Quella riportata nel titolo di questo articolo è una delle frasi più celebri, gettonate e pronunciate all’interno delle nostre case quando accade che qualcuno di noi protragga per lungo tempo una appagante attività video-ludica.
All’inizio la frase può far pensare alla necessità di cessare la suddetta attività in conseguenza del fatto che siano richiesti la nostra presenza ed il nostro aiuto in determinati momenti della giornata, come la preparazione della cena, ma la realtà è che la medesima frase esprime significati e connotazioni molto più profonde.
Dietro l’apparente, semplice richiamo alla necessità di svolgere mansioni per la casa e la collettività familiare, si esprime un più profondo e velato disprezzo verso l’intrattenimento video-ludico, incastrato all’interno di un sofisticato mosaico ideologico che cerca di utilizzarlo come controparte negativa rispetto ad una ipotetica “crescita” e/o “presa di responsabilità”.
La tendenza, da parte della società occidentale, a basarsi su stereotipi e modelli non ha risparmiato il mondo dei videogiochi, da sempre relegato, in larga parte dell’immaginario collettivo, al ruolo di puerile intrattenimento, specifico per bambini.
In conseguenza di tutto ciò che è stato appena descritto, la società ha anche più volte tentato di utilizzare il mondo dei videogiochi come capro espiatorio per coprire carenze ben più profonde e storicamente radicate all’interno del tessuto sociologico.
Sono state numerose le occasioni in cui gli organi ufficiali di stampa ed informazioni hanno tentato di attribuire ai videogiochi il fattore scatenante di alcuni eventi anche molto gravi, come risse o addirittura sparatorie, alla “violenza” dei videogiochi dimenticando, di proposito o meno, di analizzare tutta una serie di fattori e gli effetti dell’interazione fra i medesimi fattori interni alla società che sono realmente alla base di determinati accadimenti.
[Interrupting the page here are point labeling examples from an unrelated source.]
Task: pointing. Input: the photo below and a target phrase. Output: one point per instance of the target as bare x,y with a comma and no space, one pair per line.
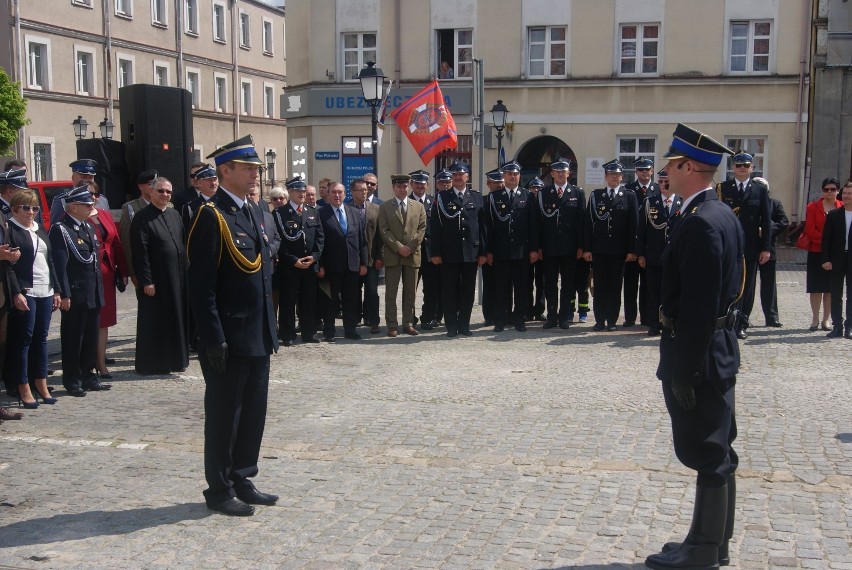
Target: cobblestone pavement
511,451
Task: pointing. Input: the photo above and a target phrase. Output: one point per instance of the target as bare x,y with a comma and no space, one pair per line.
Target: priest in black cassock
159,258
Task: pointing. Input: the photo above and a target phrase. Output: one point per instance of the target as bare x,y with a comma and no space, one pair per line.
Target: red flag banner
427,122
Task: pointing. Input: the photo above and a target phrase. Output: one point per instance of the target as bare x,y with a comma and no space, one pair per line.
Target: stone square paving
539,450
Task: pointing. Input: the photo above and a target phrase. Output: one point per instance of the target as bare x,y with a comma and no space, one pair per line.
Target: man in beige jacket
402,225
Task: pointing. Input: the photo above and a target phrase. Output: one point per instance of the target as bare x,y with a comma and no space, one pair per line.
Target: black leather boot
724,556
700,550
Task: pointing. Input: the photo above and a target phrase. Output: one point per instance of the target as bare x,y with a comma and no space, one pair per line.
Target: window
158,13
456,48
547,47
84,72
267,36
219,23
191,16
268,101
750,43
245,30
125,71
124,8
220,94
632,147
245,97
38,64
161,73
639,49
755,146
193,85
358,49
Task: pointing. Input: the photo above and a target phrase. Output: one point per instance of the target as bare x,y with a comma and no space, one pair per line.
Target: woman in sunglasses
34,286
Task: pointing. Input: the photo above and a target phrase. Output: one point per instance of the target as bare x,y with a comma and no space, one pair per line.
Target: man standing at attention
230,285
699,356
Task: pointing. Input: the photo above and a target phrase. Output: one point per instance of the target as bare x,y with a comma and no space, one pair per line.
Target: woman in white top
32,288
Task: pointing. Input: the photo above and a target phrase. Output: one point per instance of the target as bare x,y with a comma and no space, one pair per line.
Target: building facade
588,80
72,57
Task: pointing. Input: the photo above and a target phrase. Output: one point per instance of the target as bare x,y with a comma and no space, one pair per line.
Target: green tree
13,113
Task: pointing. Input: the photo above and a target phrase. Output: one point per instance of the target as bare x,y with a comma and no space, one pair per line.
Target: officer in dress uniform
560,212
634,278
510,223
459,240
302,241
609,242
74,248
749,199
428,272
699,356
655,214
230,288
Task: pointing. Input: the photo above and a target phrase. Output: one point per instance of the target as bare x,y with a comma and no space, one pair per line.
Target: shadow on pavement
60,528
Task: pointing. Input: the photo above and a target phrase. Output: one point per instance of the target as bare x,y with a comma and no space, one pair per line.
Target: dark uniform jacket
509,224
702,273
230,278
754,211
654,227
459,228
301,235
343,252
558,228
79,281
611,225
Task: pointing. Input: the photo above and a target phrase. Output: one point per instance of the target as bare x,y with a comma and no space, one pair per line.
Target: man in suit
634,278
230,288
429,273
459,244
510,223
402,225
768,288
837,258
561,209
609,243
655,215
344,261
302,242
699,356
74,248
368,212
749,199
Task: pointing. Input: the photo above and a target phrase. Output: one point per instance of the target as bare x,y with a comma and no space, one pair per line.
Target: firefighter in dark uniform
230,288
302,240
430,312
699,356
510,219
458,232
609,242
655,213
749,199
561,214
74,248
634,278
535,311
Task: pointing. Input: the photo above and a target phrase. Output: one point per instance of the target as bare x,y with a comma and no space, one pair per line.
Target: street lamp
498,114
80,127
372,86
107,128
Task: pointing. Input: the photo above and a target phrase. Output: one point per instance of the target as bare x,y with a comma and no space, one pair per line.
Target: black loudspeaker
156,129
112,177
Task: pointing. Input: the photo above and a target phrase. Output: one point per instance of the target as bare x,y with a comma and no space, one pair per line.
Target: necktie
342,220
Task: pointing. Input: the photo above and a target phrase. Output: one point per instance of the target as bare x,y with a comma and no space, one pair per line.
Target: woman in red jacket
113,270
817,277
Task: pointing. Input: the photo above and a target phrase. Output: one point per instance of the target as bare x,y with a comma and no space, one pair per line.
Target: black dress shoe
233,507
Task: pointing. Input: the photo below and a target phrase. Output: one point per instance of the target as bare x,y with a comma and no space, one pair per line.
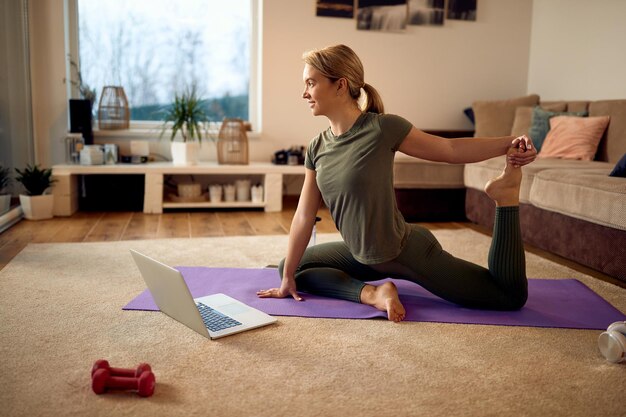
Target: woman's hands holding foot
526,152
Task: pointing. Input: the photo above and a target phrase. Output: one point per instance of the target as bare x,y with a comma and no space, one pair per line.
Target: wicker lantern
232,143
113,112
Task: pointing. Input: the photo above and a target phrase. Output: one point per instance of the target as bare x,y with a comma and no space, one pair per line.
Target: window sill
150,133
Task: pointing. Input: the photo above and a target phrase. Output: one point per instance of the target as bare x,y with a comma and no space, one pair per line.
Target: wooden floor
116,226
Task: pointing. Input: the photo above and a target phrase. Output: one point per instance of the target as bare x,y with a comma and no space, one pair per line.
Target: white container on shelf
215,193
257,193
243,190
229,192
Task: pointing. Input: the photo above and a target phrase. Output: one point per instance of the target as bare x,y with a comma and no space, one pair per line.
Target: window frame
148,128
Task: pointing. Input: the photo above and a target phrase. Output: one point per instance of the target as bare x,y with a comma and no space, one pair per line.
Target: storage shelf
66,190
208,204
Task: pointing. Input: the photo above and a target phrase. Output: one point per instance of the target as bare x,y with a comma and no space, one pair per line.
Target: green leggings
329,269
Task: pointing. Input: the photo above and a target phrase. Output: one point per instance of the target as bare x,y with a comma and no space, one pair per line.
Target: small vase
215,193
229,192
5,203
243,190
185,153
37,207
257,193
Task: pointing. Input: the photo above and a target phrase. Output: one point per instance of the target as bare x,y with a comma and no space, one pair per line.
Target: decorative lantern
113,112
232,143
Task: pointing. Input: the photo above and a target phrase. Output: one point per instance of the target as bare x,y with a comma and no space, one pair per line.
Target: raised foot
504,189
385,298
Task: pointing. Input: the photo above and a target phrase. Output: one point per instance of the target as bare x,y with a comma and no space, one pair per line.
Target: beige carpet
60,310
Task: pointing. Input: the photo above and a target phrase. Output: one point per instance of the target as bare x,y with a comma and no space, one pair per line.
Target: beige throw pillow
495,118
524,116
573,137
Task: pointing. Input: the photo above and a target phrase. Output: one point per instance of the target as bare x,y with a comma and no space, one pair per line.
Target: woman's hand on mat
287,288
526,152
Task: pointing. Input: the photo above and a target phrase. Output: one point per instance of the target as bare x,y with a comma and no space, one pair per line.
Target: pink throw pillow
573,137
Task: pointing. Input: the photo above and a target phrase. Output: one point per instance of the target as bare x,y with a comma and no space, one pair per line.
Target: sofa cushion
579,105
540,125
613,143
410,172
477,175
620,168
524,116
574,137
495,118
587,194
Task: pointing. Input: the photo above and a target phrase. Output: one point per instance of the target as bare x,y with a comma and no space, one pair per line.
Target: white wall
578,49
49,92
426,74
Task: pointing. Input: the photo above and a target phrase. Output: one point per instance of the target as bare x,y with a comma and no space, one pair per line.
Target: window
158,48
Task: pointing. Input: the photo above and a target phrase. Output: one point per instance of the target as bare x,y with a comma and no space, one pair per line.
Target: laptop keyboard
214,320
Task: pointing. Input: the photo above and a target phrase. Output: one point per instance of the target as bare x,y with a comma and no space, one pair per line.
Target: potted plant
37,203
186,115
5,198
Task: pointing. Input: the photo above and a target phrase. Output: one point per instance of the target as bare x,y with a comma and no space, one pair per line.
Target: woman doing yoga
350,167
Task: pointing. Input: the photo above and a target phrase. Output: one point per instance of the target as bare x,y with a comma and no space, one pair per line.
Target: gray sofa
572,208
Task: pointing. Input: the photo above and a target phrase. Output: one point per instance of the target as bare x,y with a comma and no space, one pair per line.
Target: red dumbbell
102,380
103,364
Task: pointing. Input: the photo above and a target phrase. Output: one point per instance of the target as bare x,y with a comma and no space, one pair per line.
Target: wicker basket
232,143
113,112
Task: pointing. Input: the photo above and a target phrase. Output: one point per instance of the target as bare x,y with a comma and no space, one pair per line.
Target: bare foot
385,298
504,189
Come spesso accade in questi casi, mentre la realtà ed il progresso seguono, sempre più velocemente il proprio percorso evolutivo, alcune platee della società fanno fatica a metabolizzare il corso dello stesso progresso e rimangono incatenate ad affermazioni di stampo passatista e qualunquista. Il mercato dei videogiochi muove da tempo una quantità di risorse economiche esponenzialmente superiore a quella dei mercati di musica, cinema e serie TV sommati, gli artisti quali attori, doppiatori, compositori partecipano ormai stabilmente a produzioni video-ludiche che si impongono come autentiche opere d’arte.
Per capire meglio a quale livello può arrivare il contenuto di un videogioco, sarà meglio andare ad analizzare alcuni esempi.
– Silent Hill
Le persone giocano con i videogiochi. E’ un concetto acquisito, quasi scontato. Ma esiste un gioco, unico nella storia, che gioca con il giocatore. Un gioco il cui livello di approfondimento dei meandri della psiche umana è tale da portare il giocatore a perdere il senso dell’orientamento all’interno del gioco, fino ad essere egli stesso oggetto di esplorazione da parte del gioco.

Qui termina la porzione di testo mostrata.